La ricercatrice ne sarebbe uscita definitivamente sfregiata se dall’estero non fossero arrivati, anche dopo le rivelazioni giornalistiche, attestati di stima. Nel 2014 le è stato assegnato l’Excellence Award dell’ESCMID; la massima autorità epidemiologica europea (ECDC) l’ha invitata a tenere due lectio magistralis a Stoccolma; l’ESPID (European Society for Pediatric Infectious Diseases) l’ha invitata a tenere la opening lecture del loro congresso annuale  a Lipsia nel 2015, e poi ancora l’European Public Health Association (EUPHA) l’ha chiamata a tenere lo speech più importante  all’ultimo  Convegno internazionale di Milano.Infine l’Università della Florida a Gainesville le ha offerto una full professorship  e  la direzione del centro di eccellenza  su “One Health”. Ilaria Capua nel frattempo  si è dimessa da parlamentare e ha lasciato l’Italia alla volta degli States, per iniziare una nuova carriera, una nuova vita. Un cervello in fuga da una brutta storia, che speriamo di non perdere definitivamente. E forse qualcuno, come sottolinea Paolo Mieli in un nuovo editoriale, dovrebbe pure chiedere scusa.

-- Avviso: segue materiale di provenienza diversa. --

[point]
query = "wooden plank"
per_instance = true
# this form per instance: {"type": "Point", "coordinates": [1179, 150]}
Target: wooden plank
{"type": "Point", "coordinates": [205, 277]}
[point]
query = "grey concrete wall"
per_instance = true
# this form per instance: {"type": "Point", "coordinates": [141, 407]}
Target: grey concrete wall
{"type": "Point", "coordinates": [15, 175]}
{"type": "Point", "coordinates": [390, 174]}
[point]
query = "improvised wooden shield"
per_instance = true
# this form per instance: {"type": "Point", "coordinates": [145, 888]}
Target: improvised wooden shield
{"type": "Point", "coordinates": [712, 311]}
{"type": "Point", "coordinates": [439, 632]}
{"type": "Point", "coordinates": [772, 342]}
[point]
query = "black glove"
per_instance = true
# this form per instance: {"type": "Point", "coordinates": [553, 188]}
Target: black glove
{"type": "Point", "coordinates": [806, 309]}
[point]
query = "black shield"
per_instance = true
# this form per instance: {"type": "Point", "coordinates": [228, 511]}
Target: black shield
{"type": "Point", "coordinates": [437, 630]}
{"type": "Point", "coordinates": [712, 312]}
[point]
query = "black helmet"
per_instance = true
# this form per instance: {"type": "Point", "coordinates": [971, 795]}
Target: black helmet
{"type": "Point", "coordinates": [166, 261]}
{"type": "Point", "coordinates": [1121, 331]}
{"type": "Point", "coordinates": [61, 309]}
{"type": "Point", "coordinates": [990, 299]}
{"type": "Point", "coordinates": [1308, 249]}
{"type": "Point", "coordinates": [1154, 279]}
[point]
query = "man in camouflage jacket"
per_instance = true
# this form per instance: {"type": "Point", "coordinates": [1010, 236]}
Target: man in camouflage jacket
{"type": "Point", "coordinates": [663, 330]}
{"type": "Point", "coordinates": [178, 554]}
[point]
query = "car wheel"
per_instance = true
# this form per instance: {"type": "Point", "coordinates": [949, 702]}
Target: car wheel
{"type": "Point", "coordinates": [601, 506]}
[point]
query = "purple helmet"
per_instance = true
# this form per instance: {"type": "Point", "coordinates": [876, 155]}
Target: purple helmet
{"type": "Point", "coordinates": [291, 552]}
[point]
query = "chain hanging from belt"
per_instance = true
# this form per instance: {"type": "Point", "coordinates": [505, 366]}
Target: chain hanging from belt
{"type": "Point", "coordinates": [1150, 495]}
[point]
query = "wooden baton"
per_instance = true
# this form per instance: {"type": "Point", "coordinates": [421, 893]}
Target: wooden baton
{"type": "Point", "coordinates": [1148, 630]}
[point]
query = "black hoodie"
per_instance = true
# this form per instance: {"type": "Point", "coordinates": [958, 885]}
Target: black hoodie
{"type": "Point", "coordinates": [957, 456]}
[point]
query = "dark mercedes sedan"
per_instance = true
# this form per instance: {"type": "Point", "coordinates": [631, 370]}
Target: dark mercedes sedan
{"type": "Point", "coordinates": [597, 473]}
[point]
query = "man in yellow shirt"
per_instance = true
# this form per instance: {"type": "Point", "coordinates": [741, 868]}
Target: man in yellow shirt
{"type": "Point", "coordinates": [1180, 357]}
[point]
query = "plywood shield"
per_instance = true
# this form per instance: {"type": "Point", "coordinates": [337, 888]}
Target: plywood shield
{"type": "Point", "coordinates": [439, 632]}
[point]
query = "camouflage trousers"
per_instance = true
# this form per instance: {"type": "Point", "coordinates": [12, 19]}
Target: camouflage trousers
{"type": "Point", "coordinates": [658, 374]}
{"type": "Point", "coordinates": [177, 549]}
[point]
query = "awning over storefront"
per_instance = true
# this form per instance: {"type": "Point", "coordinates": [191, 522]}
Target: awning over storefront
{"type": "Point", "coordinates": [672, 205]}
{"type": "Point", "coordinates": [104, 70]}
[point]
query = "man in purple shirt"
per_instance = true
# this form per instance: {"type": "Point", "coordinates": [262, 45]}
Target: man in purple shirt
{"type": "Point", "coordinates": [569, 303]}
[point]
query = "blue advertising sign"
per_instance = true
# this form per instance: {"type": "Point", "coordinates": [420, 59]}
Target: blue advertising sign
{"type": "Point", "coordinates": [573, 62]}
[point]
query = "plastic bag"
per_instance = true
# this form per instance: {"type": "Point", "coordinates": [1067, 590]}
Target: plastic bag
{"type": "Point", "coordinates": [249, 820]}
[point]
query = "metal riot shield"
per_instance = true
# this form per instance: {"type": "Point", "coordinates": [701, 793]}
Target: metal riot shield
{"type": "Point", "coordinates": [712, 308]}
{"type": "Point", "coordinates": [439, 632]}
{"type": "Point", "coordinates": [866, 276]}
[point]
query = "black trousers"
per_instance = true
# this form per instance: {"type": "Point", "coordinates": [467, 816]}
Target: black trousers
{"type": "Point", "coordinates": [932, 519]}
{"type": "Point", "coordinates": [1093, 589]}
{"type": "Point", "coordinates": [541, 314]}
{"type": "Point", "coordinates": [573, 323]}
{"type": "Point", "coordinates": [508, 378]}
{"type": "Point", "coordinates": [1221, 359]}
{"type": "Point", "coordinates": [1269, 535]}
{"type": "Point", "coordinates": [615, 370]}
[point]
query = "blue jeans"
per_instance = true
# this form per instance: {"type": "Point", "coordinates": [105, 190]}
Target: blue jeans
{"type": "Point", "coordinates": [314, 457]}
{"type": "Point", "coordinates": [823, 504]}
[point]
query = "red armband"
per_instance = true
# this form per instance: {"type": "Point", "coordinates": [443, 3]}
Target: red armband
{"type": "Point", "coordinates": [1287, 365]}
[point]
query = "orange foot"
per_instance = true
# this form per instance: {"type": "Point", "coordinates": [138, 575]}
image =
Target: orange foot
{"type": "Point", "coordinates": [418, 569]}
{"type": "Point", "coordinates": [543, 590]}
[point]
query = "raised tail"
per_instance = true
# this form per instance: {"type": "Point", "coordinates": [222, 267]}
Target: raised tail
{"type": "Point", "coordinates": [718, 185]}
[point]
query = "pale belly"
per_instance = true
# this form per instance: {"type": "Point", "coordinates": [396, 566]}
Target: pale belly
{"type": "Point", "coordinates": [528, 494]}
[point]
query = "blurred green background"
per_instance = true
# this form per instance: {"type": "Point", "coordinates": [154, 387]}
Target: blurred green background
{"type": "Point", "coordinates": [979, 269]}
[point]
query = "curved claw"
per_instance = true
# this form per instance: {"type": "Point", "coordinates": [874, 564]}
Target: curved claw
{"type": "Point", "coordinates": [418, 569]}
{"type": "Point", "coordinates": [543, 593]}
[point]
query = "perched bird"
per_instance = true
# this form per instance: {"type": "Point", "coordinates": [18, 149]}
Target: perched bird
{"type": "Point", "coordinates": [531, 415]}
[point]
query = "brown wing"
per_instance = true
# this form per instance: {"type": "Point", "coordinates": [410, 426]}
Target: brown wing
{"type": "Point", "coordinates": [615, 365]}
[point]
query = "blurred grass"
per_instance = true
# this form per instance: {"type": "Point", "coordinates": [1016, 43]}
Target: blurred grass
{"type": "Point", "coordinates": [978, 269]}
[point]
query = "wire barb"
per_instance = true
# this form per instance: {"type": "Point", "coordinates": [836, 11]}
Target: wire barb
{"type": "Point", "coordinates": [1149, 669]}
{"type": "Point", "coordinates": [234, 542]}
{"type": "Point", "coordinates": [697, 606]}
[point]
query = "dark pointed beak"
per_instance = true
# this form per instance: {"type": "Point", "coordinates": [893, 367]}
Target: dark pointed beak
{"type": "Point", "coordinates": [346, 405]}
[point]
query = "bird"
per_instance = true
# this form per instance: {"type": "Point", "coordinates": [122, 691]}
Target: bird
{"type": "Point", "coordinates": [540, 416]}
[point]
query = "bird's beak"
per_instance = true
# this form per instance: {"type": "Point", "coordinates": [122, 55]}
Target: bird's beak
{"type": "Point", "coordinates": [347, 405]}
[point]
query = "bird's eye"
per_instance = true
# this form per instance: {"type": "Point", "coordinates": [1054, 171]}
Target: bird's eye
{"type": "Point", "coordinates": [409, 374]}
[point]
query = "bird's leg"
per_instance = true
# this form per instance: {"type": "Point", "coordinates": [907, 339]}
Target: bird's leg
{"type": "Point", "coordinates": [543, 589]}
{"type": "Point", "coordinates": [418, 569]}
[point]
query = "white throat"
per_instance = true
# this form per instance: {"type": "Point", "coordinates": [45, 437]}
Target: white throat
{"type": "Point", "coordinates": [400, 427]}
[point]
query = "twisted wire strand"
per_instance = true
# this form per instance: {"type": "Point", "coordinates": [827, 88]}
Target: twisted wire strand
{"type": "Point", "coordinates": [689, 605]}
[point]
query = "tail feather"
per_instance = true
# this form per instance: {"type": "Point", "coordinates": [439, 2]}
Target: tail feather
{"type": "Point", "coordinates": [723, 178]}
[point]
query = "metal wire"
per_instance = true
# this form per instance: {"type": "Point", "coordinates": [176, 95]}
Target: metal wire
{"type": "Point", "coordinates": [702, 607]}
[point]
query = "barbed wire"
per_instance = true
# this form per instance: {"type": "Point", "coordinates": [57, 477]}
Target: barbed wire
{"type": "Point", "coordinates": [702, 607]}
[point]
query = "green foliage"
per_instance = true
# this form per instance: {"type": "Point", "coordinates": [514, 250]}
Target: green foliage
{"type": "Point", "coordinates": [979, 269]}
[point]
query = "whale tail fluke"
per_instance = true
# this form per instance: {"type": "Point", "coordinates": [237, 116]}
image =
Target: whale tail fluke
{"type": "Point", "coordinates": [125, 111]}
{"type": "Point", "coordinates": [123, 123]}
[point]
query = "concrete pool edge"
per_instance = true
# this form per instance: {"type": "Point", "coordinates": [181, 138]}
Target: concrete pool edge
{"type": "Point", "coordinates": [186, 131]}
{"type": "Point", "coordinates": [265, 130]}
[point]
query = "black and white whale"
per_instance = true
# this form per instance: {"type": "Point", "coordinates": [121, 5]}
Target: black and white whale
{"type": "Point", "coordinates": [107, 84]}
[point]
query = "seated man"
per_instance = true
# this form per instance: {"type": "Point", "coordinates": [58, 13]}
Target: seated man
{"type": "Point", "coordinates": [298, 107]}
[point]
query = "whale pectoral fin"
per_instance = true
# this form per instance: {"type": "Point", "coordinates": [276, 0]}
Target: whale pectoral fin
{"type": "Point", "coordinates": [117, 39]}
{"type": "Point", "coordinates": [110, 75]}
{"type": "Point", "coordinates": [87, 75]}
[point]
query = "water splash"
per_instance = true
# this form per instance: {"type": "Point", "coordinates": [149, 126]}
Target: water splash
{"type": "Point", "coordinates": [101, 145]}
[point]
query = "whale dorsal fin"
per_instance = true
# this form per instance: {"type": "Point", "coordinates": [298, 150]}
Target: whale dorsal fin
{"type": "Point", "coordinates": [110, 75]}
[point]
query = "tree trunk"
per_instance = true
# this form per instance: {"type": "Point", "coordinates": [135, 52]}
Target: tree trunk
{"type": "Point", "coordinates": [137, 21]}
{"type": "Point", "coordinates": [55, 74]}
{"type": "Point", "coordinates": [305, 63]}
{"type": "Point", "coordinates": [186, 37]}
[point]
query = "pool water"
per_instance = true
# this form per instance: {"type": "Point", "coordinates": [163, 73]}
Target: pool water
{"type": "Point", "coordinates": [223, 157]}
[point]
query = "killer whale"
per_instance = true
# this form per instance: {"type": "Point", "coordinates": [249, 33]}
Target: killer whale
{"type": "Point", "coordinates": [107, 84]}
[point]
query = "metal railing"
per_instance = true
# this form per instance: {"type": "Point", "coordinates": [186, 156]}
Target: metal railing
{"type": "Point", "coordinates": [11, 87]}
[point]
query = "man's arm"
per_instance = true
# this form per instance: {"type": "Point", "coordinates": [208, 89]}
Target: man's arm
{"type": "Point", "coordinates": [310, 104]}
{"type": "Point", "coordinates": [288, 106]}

Il resto è storia per chi legge i giornali veri, o quantomeno Wikipedia:  prosciolta da ogni accusa, ma ormai disgustata dal clima di caccia alle streghe,  Ilaria Capua si unì all’esercito dei “cervelli in fuga”, allontanati dall’Italia, accettando una  nuova carriera negli USA.

E non solo non ha mai ricevuto le scuse richieste da menti illuminate come Paolo Mieli, ma come vedete qualcuno insiste anche nell’ignorare l’epilogo di una vicenda forse più cliccabile agli esordi.